Because most philosophies that frown on reproduction don't survive.

Friday, August 05, 2011

Knowledge, Faith and Will

Kyle writes about the concern which his stance against the possibility of having certain religious knowledge has caused in some quarters:
If I’m less than certain in my religious faith, is my faith then weak or in question? In forsaking any certainty, do I risk forsaking my faith?

At the risk of sounding coy, I must confess the answer to these questions is possibly. Anyhow, I have two reasons for why I have no religious certainty and why I don’t think such certainty is really possible.

First, the basis of my religious knowledge—my knowledge of revealed truths—is the say-so of self-defined religious authorities—authorities who claim, without proof or conclusive evidence, that they speak for God. I believe them to be divinely inspired, at times, but neither they nor I can prove this for certain.

Second, what I call my religious faith may be something other than religious faith, either in part or in total. ... I cannot dismiss the possibility that my faith isn’t something otherwise than a response to a revealing God. It’s possible that what I call my faith experiences are the result of digestion, bodily chemistry, neurosis, the fear of death, or the desire for meaning.

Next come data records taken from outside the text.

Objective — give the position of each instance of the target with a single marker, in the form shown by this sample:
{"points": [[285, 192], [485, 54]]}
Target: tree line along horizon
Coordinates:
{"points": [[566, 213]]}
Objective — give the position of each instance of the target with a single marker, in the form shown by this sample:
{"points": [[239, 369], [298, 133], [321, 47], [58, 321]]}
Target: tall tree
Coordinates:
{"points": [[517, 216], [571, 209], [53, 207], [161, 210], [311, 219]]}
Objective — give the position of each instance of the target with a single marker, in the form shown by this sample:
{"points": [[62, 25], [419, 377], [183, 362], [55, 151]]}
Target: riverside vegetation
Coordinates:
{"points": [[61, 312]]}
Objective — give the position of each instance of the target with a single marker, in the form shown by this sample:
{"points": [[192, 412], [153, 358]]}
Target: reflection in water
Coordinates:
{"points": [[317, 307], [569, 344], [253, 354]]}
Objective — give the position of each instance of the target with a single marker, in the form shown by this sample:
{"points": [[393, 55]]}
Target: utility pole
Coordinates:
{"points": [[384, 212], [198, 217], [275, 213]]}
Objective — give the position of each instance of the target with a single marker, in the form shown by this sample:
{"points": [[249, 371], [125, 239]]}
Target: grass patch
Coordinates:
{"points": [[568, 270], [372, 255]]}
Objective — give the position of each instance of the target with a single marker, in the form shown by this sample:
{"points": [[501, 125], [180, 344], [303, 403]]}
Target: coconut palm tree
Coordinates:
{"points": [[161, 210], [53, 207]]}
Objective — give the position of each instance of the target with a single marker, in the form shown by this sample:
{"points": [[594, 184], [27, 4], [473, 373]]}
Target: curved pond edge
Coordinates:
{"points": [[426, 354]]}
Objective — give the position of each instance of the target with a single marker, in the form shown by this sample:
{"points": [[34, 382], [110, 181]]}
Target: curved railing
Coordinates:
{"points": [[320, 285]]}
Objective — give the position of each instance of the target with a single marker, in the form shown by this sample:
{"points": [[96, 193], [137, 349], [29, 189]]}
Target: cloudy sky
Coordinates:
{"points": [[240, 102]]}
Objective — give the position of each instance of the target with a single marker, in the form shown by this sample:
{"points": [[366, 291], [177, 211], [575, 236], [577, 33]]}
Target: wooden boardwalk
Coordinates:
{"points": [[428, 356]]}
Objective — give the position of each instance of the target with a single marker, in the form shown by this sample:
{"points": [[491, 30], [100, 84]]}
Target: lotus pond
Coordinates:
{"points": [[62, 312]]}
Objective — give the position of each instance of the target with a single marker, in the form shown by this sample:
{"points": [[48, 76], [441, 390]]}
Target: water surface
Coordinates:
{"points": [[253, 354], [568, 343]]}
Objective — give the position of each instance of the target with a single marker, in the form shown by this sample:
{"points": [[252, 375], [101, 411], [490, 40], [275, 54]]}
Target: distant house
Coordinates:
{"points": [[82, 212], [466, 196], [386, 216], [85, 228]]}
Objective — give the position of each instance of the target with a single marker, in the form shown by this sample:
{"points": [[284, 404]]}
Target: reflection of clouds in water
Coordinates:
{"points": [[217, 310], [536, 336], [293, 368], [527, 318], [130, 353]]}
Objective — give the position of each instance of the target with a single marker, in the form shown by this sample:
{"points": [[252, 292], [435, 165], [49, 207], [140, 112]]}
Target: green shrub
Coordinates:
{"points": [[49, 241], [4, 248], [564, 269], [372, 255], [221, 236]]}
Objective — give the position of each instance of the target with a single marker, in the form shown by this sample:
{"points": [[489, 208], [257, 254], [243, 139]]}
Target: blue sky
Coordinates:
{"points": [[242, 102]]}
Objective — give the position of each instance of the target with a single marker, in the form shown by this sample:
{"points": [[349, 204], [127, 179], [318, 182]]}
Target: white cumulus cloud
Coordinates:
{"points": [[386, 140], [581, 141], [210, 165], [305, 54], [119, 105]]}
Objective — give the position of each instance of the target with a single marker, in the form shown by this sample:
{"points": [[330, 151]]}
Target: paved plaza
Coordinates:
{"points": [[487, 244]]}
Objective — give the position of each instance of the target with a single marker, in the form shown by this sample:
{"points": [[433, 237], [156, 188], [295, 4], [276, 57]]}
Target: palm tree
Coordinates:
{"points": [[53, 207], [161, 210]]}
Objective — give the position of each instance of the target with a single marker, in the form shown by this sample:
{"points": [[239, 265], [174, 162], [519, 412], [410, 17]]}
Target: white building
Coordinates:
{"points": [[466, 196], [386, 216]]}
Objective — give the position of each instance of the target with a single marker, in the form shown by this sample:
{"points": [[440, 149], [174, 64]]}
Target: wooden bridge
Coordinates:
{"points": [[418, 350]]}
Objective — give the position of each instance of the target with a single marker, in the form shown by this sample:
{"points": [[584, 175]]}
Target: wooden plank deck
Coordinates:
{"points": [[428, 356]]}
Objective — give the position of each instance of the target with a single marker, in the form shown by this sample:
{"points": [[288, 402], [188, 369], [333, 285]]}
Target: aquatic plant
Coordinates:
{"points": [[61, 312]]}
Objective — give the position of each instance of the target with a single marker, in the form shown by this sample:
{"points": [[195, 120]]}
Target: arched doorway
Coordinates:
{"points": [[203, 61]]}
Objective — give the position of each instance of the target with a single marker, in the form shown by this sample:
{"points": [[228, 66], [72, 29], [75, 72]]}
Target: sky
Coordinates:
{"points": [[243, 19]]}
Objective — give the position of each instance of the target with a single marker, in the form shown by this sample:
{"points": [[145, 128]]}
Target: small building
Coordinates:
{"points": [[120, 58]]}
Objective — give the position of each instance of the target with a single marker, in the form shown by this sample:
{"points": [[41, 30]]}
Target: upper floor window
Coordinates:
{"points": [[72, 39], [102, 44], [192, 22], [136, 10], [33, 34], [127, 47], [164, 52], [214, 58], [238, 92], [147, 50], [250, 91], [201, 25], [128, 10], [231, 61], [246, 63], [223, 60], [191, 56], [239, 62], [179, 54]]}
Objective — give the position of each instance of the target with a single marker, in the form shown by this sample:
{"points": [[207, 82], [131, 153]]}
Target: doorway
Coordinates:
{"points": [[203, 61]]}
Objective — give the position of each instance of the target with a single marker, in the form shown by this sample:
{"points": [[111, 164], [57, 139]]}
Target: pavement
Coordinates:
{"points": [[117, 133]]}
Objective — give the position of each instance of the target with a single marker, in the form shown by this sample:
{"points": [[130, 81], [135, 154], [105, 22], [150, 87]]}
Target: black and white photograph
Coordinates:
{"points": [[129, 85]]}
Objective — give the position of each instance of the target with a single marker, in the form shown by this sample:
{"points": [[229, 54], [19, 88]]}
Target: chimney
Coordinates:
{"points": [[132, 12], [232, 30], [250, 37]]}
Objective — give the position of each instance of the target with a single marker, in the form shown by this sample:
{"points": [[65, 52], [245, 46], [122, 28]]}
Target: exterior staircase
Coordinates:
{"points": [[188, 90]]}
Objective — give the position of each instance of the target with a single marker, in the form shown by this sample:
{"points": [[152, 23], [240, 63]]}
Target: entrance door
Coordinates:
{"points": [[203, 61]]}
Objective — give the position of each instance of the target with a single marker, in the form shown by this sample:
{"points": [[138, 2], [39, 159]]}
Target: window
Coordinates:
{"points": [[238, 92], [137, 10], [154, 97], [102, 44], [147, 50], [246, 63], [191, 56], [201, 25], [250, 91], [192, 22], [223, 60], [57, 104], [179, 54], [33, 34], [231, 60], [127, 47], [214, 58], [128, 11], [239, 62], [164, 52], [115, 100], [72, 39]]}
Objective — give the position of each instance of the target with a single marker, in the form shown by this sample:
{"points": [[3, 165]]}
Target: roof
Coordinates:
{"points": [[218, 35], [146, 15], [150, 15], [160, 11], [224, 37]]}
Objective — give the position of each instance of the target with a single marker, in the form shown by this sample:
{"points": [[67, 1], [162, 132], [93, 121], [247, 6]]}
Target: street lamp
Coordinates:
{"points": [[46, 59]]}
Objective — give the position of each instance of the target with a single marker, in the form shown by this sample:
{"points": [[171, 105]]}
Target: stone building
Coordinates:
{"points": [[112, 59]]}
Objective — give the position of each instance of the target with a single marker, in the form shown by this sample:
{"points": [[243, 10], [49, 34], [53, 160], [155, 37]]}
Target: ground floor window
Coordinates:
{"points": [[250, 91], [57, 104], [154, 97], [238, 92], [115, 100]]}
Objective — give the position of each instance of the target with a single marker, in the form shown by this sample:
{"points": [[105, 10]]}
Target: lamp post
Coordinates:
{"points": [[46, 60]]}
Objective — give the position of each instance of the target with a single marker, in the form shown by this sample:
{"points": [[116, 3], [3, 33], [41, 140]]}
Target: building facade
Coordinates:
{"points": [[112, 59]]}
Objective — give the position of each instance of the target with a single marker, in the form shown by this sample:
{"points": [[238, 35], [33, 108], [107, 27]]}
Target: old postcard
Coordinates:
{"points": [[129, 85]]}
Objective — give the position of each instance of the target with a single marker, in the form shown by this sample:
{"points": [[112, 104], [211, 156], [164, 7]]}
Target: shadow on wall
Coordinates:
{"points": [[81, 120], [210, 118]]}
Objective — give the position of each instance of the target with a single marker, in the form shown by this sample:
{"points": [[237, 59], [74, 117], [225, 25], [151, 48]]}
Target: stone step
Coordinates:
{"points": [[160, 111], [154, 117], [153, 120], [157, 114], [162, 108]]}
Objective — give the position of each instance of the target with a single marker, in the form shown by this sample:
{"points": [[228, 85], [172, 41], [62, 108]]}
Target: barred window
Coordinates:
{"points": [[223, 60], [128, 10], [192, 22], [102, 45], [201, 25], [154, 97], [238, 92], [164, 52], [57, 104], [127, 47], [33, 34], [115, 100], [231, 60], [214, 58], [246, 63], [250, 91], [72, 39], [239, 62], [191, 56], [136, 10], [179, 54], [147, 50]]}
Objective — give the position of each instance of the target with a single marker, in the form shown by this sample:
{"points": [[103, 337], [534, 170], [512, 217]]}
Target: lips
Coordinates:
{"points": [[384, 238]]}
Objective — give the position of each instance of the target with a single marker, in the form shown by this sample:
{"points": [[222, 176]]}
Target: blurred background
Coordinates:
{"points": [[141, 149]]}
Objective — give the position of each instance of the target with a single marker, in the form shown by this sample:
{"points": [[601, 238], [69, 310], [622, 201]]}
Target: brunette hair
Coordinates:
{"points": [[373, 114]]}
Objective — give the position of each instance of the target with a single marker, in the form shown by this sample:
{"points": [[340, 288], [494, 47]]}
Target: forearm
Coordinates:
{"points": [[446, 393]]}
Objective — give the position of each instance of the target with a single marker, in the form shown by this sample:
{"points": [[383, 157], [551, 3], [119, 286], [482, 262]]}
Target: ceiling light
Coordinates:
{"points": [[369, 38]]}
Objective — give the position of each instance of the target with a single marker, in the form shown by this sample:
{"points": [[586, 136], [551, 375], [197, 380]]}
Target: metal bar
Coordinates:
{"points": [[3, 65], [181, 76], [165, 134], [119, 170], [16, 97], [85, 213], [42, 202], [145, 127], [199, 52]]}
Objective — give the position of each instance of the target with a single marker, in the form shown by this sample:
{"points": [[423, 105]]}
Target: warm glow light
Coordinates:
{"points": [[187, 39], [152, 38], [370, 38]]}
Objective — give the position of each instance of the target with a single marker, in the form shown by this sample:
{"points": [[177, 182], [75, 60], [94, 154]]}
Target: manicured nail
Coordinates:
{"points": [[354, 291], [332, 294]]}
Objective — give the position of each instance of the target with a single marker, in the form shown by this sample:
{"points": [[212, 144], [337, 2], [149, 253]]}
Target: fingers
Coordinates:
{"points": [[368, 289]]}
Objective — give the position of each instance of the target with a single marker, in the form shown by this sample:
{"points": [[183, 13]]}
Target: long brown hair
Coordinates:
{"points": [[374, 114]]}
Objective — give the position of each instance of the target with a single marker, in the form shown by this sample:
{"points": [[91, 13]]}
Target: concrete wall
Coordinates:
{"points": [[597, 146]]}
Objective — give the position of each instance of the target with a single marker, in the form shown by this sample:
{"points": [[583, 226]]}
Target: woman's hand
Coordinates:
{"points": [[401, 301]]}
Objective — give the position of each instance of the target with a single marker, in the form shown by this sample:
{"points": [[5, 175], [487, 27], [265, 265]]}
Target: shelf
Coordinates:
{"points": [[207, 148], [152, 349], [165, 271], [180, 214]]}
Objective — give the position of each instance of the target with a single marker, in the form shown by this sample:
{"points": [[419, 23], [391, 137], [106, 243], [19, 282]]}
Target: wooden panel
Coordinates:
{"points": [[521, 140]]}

Because I do not know myself with certainty, I cannot know my faith with certainty. I cannot say for sure what it is.
This strikes me as conflating faith and knowledge, when it seems to me that in fact they are rather different things.

Knowledge is subject of all the limitations of evidence which Kyle points out. After all, I am not entirely sure in my knowledge that Kyle exists. Sure, I remember a long-haired guy who walked around Steubenville at the same time I was there and wrote his thesis on Tolkien as literature -- but it could be that all this in my mind is merely the result of the pokings of Cartesian demon who is intent on spicing up my otherwise drab existence by inserting the illusion of a person like Kyle.

But at a certain point -- even knowing that I have less than absolute certainty about my evidence -- I make a choice to believe that Kyle exists. I don't have to do this. I could, I suppose, refuse to make a decision as to whether or not Kyle exists -- kind of like how I might refuse to make a decision as to whether there was a real being of some sort whom the ancient Greeks worshiped under the name of Apollo. Or I might hold that Kyle exists, but hold it rather hesitantly and refuse to take any actions or risks that would depend on Kyle definitely existing. (Like, say, lending him money.)

However, while the firmness with which I placed faith in Kyle's existence might depend on the extent to which I felt I had firm proof of his existence, the who aren't necessarily connected. I could refuse to believe that Kyle existed even in the face of overwhelming evidence (say, his whacking me about the head with a toy light saber) or I could insist on believing that he existed even if he refused to give me any evidence of his existence (say, if he never responded to my Facebook friend request).

Bringing the discussion back from Kyle to God, it seems to me that Kyle's friends need not necessarily fear that Kyle will "lose his faith" (i.e., decide not to believe in God) because Kyle finds that he does not have firm knowledge of God's existence -- because Kyle can choose to believe (firmly or not so much so) in God's existence irrespective of any doubts he may have of the firmness of his evidence for God.

Similarly, when someone asks Kyle if he is certain in his religious faith, it seems to me that the question is not, "do you have complete certainty of God's existence" (something which, it seems to me, is not possible in this life) but rather, "Are you likely to choose to stop believing in God." This is a question, thus, about Kyle's actions, not about his knowledge.


Unknown said...

Isn't the distinction between moral and metaphysical certitude applicable here? We have very little of the former in most aspects of life -- as your examples indicate -- but plenty of the latter, as your examples again indicate.

bearing said...

It might help, too, to think of the difference between doubt and denial.

Kyle Cupp said...

Fine remarks, Darwin. The difference between faith and knowledge is precisely what I mean to highlight.

BTW, my stated inability to say that "I know that I know that God exists" has given pause to people close to me.